Treachery
by Chapman Pincher
Betrayals, Blunders & Cover-Ups Six Decades of Espionage
Format: Paperback
Date of publication: May 2012
Publisher: Mainstream Publishing
ISBN: 9781780575407
In Treachery, noted intelligence authority and author Chapman Pincher makes a compelling case that the head of Britain's own counterintelligence and security agency was himself a double agent, acting to undermine and imperil the UK and America. Fortified by a mass of new information, he pulls the mask from the MI5 chief, Sir Roger Hollis, and, as a result, years of traitorous action and inaction on his watch come tumbling down. Pincher reveals Hollis' early years, when he attended Oxford University, which 'educated' many agents, and worked in 1930s' Shanghai, a hotbed of soon-to-be spies and Soviet recruiters.

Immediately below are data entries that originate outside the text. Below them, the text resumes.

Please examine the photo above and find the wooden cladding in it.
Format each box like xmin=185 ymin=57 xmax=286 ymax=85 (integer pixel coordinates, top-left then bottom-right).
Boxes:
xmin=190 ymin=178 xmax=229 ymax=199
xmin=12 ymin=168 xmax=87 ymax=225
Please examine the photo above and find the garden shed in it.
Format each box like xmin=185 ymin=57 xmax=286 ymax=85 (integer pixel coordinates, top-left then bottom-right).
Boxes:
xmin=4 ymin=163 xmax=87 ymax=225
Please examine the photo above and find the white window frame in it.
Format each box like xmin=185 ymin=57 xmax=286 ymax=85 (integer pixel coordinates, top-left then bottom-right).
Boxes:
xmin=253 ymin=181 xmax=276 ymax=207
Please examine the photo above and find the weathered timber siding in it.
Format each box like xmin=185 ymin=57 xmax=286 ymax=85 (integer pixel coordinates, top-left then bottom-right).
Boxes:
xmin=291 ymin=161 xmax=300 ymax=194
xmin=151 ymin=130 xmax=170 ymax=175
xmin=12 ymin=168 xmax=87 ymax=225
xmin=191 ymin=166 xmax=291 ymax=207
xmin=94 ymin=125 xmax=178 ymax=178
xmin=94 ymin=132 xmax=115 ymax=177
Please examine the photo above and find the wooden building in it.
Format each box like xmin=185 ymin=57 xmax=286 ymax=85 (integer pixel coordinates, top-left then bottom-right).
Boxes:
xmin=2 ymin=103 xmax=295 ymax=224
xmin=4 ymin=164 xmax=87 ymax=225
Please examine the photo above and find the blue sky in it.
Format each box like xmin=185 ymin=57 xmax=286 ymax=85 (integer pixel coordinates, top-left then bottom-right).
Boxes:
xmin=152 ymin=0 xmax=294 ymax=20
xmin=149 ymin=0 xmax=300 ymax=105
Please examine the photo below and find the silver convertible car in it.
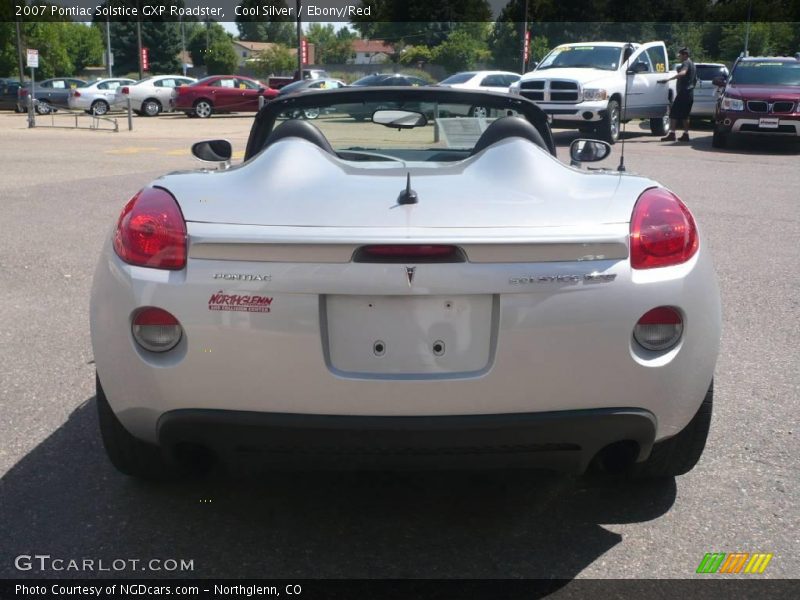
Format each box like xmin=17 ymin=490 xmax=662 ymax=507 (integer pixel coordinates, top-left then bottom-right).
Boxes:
xmin=91 ymin=87 xmax=720 ymax=478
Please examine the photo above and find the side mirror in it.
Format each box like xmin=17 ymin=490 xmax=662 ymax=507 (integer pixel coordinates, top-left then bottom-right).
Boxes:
xmin=192 ymin=140 xmax=233 ymax=168
xmin=372 ymin=110 xmax=428 ymax=129
xmin=569 ymin=139 xmax=611 ymax=167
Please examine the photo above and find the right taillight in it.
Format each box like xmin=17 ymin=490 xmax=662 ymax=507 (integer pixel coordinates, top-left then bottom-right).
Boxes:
xmin=631 ymin=188 xmax=699 ymax=269
xmin=633 ymin=306 xmax=683 ymax=351
xmin=114 ymin=188 xmax=186 ymax=270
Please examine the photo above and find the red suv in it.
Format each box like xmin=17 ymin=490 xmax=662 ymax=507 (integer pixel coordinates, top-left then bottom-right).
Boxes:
xmin=175 ymin=75 xmax=278 ymax=118
xmin=713 ymin=57 xmax=800 ymax=148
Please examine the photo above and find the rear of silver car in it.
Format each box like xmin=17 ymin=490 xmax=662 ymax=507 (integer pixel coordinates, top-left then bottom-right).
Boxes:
xmin=92 ymin=140 xmax=720 ymax=472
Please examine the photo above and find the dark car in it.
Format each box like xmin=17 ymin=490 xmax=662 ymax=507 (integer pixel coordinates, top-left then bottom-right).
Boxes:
xmin=175 ymin=75 xmax=278 ymax=119
xmin=0 ymin=77 xmax=20 ymax=112
xmin=713 ymin=57 xmax=800 ymax=148
xmin=17 ymin=77 xmax=87 ymax=115
xmin=345 ymin=73 xmax=428 ymax=121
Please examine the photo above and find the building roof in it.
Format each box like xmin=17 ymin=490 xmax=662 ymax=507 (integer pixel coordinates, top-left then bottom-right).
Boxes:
xmin=353 ymin=40 xmax=394 ymax=54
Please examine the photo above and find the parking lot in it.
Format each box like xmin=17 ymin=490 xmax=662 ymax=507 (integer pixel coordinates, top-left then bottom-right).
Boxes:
xmin=0 ymin=113 xmax=800 ymax=578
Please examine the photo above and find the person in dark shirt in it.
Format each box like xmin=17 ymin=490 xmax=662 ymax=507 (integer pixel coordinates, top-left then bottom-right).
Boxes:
xmin=659 ymin=48 xmax=697 ymax=142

Also for the first time, he exposes how Hollis entered MI5 where, he was a grey presence who rose in the ranks over 27 years while, as Pincher reveals in startling new detail, he was allowing the most notorious Soviet spies of the century to flourish. Myriad intriguing case histories are portrayed here, including that of Lt. Igor Gouzenko, a Red Army cipher clerk who disclosed, in 1945, that there was a mole in MI5 serving Russian intelligence - an exposure which touched off the Cold War.
With a mass of new evidence, some from Russian sources, Pincher tracks that mole and also provides exciting new perspectives on other infamous operatives of our time, including Kim Philby and Klaus Fuchs. Perhaps most explosively, Pincher posits that long after Hollis stepped down, a cover-up was perpetrated at the highest levels, even involving Margaret Thatcher, to conceal the truth forever - a deception which still continues. Treachery warns us to protect our society and institutions from enemy infiltration in the future.
It is a revelatory work that puts twentieth-century politics and war into stunning new relief.